Она думала, мама посмеётся шутке. А мама только сказала устало:
— Когда же ты вырастешь?
— Я, мам, скоро вырасту, я знаешь, буду много есть и гулять на свежем воздухе — у меня будут во щёки, во мыскулы. Мам, а что такое «морда кирпича просит»?
— Не повторяй всякие глупости. Ложись спать. — Мама всё-таки улыбнулась, совсем чуть-чуть. — Не мыскулы, а мускулы, дурочка…
Наклонилась к Любке и поцеловала в лоб сухими губами. Не то поцеловала, не то проверила, не повышена ли температура.
— Ложись-ка спать, завтра опять не добудишься тебя.
Мама заглядывает в печку, и Любка заглядывает. Дрова прогорели, только одна тощая головешка вспыхивает короткими синими огоньками. Мама вытаскивает её на железный совок и быстро несёт во двор, чтобы кинуть в снег. Люба встаёт на скамеечку и закрывает трубу. Долго ещё пахнет горьким дымом от головешки.
Сквозь сон Любка слышит, как мама убирает в соседней комнате посуду со стола, слышит, как на кухне льётся вода. А потом, совсем уже заснув, Любка чувствует, как приходит отец, но посмотреть, встать она уже не может, потому что спит.
Белая курица
После уроков Соня сказала Любке:
— Хочешь, пошли ко мне, у меня сегодня никого нет дома.
— Пойдём.
Любке давно хотелось зайти к Соне, потому что у Сони жила курица, прямо в комнате. Ребята рассказывали, что Соня водит курицу гулять, привязав к лапке верёвочку.
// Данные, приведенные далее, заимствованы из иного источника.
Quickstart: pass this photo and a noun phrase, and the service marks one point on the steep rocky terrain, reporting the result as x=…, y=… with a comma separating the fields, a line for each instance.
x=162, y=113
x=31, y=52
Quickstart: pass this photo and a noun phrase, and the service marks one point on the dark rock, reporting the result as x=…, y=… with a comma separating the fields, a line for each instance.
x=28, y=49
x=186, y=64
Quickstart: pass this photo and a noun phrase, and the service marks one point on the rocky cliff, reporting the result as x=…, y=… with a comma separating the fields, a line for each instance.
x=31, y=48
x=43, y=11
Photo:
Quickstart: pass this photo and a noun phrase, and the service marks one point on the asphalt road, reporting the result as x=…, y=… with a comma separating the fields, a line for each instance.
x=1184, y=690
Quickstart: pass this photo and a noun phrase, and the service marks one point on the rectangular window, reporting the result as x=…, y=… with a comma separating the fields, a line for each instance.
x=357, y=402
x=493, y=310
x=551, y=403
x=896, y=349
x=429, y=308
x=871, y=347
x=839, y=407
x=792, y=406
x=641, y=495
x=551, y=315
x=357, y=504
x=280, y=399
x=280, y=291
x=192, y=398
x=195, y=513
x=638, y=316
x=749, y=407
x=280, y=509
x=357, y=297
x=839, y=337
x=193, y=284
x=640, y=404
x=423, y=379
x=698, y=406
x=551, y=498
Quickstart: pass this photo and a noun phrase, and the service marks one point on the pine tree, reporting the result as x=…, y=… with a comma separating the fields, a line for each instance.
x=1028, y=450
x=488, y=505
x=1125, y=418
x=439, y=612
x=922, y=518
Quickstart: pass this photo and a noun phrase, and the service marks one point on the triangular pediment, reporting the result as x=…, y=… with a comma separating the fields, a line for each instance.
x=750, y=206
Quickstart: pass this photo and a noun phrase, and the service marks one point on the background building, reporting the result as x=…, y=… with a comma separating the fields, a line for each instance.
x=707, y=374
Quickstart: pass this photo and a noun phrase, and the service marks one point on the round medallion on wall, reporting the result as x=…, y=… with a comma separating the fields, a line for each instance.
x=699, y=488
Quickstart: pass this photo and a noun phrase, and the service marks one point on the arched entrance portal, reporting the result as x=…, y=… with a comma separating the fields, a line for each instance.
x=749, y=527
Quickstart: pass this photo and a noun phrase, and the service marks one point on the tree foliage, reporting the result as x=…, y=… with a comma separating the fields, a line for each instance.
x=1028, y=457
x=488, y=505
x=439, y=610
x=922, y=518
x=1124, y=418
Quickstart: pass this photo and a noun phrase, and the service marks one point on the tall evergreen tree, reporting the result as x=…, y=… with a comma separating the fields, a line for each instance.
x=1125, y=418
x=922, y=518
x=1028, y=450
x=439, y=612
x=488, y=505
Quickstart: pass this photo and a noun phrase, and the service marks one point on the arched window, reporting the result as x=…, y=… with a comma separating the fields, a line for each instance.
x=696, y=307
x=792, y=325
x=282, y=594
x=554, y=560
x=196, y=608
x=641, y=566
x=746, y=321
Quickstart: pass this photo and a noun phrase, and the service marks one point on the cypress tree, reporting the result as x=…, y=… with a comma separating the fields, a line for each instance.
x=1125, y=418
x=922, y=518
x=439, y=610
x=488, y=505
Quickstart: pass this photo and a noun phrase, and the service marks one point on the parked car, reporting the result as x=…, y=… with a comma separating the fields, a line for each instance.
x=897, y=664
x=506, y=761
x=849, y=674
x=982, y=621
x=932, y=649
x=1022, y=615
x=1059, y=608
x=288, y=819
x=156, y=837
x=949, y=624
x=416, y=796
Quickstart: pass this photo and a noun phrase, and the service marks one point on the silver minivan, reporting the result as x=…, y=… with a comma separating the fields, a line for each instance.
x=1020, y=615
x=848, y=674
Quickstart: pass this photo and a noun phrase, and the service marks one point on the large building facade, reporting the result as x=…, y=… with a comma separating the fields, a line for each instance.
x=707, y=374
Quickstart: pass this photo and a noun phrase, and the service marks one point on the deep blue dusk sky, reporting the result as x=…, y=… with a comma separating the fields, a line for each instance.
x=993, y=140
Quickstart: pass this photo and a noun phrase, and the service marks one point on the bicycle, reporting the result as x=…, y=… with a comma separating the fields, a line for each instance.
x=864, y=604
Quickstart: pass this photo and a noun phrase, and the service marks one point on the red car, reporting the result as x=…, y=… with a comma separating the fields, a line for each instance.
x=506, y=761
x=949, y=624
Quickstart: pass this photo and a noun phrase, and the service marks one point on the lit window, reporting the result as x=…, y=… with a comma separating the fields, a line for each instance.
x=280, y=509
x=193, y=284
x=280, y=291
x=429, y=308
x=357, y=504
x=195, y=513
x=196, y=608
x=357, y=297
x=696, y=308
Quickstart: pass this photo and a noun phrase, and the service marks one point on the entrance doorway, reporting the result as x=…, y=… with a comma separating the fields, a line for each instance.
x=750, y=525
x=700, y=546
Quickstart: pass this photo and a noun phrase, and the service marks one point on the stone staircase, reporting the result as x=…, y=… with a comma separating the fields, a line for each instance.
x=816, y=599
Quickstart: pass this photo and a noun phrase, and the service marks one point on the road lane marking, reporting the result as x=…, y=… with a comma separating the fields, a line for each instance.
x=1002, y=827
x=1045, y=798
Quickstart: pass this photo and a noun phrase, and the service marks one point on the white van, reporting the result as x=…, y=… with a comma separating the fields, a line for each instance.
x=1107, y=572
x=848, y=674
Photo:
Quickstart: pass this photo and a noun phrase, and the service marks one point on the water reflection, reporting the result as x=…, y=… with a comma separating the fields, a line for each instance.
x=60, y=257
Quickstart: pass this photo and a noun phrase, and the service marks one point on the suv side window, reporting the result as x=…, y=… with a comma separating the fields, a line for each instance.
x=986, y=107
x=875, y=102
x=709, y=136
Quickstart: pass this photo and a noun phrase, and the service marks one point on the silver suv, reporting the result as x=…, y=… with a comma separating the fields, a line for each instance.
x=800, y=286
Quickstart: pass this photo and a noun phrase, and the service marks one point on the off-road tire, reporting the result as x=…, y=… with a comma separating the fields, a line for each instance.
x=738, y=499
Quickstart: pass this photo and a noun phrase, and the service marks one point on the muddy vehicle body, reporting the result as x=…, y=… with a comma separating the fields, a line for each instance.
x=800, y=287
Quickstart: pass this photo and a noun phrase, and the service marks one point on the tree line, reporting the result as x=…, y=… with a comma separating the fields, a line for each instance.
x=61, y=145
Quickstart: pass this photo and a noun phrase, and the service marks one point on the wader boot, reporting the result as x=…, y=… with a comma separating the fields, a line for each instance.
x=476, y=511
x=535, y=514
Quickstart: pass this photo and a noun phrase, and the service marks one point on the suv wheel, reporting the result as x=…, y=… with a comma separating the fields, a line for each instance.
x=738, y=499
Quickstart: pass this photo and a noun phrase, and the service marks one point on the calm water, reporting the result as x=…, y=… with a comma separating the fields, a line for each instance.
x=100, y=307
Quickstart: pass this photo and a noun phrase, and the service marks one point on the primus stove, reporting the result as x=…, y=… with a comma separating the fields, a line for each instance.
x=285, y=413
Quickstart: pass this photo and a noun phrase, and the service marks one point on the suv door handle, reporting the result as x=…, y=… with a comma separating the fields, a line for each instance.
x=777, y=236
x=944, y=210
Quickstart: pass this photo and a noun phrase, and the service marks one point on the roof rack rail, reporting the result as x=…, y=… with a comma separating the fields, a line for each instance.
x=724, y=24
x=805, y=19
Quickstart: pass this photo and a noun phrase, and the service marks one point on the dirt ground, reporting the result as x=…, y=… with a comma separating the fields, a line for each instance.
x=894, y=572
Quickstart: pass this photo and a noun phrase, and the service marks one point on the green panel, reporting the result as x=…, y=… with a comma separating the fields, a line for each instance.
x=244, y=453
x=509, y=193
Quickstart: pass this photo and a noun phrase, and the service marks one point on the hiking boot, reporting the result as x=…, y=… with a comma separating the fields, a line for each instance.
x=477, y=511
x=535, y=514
Они шли по узкой тропинке к Сониному дому. Дом был деревянный, старый и на вид тяжёлый, какой-то невесёлый. А тропинка шла в глубоком снегу, и были видны слои снега — тёмные, серые, голубоватые, просто белый и очень белый, самый верхний, он лёг сегодня. Соня шла впереди, а Люба смотрела ей в спину и думала: «Хорошая девчонка Соня. Если бы я не дружила с Белкой, обязательно бы дружила с Соней. Только жалко, что она какая-то смирная, чересчур послушная. Зато с ней хорошо разговаривать, она слушает серьёзно, никогда не дразнится, не то что Панова».